さっきまで失血死寸前の人物が取る行動ではない。
一陣の冷たい夜風が聖夜の髪を揺らし、木々をざわめかせた。
「せ、聖夜くん——?」
聖夜の手に頬をつつまれる。
加織は戸惑いを覚える間もなく抱き寄せられた。
耳元で何かを囁かれると、加織の全身を電気が走り抜ける。
聖夜は瞳を閉じ加織のあごに手をそえ、ゆっくりと顔を近づけてきた。
夢にまで見た聖夜とのキス。
こんな日は絶対に来ないと思っていたのに、それが唐突に実現する。
だがこの状況はあまりにも不自然だ。
血まみれの聖夜が、どうしてこのような行動を取るのか?
「……う」
合わせた唇の隙間から、加織の吐息がもれた。
優しいキスが激しいものに変わるとき、加織の意識が混濁する。
(もう、何も考えられない……)
死を連想させる冷たい唇。
口に伝わる血の味。
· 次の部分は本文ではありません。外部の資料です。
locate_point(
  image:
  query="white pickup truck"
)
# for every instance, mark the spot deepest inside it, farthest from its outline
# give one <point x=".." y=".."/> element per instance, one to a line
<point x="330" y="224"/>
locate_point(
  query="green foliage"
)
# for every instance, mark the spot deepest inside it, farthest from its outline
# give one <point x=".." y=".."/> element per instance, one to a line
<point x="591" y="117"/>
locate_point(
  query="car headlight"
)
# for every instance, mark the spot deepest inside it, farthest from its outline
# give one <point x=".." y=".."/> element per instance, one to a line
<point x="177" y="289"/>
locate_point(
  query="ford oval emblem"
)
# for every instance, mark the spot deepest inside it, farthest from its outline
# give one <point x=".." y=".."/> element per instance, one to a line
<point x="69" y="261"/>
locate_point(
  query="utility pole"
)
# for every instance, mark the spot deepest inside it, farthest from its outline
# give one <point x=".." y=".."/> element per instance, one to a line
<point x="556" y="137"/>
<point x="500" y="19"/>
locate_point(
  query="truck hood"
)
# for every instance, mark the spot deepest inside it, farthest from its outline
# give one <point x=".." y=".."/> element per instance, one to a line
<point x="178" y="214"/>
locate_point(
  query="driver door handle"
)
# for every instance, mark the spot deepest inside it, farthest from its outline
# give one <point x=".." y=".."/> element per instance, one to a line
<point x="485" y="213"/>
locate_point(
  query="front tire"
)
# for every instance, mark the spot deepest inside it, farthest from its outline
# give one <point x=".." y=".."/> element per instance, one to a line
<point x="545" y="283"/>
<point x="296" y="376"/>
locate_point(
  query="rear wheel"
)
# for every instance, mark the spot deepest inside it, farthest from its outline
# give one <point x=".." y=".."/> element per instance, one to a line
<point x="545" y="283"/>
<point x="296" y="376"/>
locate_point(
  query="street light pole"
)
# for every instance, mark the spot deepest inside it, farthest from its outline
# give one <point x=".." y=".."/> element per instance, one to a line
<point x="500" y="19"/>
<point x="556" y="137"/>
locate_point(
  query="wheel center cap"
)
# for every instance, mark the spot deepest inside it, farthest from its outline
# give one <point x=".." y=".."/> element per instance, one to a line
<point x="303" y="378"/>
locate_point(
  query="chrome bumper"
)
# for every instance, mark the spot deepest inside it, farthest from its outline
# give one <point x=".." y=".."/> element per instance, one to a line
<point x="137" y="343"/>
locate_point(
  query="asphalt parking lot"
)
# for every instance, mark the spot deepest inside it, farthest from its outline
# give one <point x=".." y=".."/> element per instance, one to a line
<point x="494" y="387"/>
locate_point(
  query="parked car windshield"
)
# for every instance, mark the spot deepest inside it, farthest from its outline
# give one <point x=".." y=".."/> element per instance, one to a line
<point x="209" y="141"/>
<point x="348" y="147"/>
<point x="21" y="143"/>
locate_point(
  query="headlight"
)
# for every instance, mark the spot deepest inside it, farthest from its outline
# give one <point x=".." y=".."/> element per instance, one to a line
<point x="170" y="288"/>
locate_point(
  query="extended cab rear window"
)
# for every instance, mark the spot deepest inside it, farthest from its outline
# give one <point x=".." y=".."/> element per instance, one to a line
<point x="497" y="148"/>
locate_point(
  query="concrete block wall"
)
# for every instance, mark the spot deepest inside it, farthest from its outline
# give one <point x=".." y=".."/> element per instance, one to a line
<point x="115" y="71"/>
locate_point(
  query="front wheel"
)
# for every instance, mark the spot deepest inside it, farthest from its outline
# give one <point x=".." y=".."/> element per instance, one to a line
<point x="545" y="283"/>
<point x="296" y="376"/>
荒々しく野性的な口づけ。
加織の理性は砕け散り、感情を激しく揺さぶられる。
加織は聖夜の背中に両腕をまわし、強く抱きしめた。
聖夜のしなやかな指が加織のやわらかな肌を徐々にまさぐる。
キスを終えた唇は、何かをさがすように、少しずつ加織の首筋を這った。
聖夜の動きに合わせて、加織が声を上げる。
瑞々しい肌が、ほのかに赤みをさした。
「ぐ……っ!」
加織の耳元で、聖夜がうめき声を漏らす。
顔を向けると聖夜の口元が見えた。
月光に照らされた犬歯が、鋭い牙に変った。
(——あれは、何?)
ふと感じる違和感。
聖夜であって聖夜でないもの。
いや、人間に擬態した人間ではない存在だ。
加織の生存本能が警告する。
(ここにいるのは異形のものだ)
逃げた方がいいと解りつつ、次に起こることへの期待で、加織の恐怖心は瞬時に消えた。
それは、唐突にやってきた。
「……あっ」
加織の左肩に鋭い痛みが走り、小さな悲鳴が上がる。
やがてそれは、喘ぎに変化した。
加織の熱い吐息と聖夜が発するうめき声が、木々のざわめきと重なる。
白い肩に突き立てられる、鋭い牙。
暴力的な行為。激しさを増す情熱。
それを受け入れたとき、加織の身体にしびれるような感覚が走った。
何かを囁く聖夜の声が、徐々に遠ざかる。
聖夜の腕の中で、加織は幸せな眠りについた。